He played 423 consecutive matches
Ken Suttle was an all-rounder who spent years serving his county without ever reaching the very highest level in cricket. He was selected to go on a tour of the West Indies but never got to play in a Test match and stands equal third with Les Berry in the list of players with most first-class runs not to have played a Test. During his career with Sussex Suttle played 423 consecutive Championship matches (August 1954-June 1969), still a world record and unlikely to be beaten. He achieved this feat whilst playing during an era when Sussex readily left out proven professionals in order to accommodate the sometimes brilliant amateurs such as David Sheppard, Hubert Doggart and the Nawab of Pataudi.
Suttle was born at Brook Green, Hammersmith on 25 August 1928. His family moved to Worthing when he was nine and he received his secondary education at Worthing High School where he showed proficiency at several sports, but especially football and cricket. After school, he served his National Service in the Parachute Regiment and returning to Worthing scored heavily in Worthing club cricket.

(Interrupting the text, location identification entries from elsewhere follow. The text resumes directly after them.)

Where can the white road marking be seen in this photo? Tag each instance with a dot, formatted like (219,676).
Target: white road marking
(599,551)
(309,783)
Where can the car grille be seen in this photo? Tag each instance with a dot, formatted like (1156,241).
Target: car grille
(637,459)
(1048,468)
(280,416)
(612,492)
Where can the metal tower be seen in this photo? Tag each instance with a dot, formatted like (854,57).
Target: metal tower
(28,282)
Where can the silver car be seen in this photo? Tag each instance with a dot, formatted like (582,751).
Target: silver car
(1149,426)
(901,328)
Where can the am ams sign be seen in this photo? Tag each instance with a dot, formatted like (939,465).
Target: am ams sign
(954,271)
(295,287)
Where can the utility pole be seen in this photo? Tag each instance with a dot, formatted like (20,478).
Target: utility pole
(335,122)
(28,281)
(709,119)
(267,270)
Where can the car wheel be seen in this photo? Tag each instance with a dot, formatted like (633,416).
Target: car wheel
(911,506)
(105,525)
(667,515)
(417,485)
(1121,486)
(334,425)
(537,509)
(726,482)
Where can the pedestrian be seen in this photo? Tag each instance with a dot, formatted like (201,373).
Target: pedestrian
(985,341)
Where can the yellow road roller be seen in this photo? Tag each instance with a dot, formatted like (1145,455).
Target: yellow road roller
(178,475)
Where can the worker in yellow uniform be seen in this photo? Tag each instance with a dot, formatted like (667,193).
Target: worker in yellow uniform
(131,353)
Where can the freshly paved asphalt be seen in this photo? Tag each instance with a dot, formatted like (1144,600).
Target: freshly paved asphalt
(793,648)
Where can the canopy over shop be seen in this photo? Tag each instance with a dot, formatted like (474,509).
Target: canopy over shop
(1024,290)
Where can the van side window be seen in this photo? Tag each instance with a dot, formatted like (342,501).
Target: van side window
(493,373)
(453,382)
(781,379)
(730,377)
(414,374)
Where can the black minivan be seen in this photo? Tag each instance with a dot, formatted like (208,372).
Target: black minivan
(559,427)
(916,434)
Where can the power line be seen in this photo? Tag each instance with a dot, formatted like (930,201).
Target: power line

He could have played professional football
In 1949 Suttle had the opportunity to play either football or cricket at a high level. He was a quick winger and had been signed by Chelsea in 1948 although it was not until he moved on to Brighton & Hove Albion in 1949 that he made his three League appearances. The same year he received a call up from Sussex and he decided to join the club, marking his debut against Hampshire with an unbeaten 12. He had to wait three years for his first hundred for Sussex which was against Worcestershire at Eastbourne in 1952 – the year he was awarded his Sussex cap.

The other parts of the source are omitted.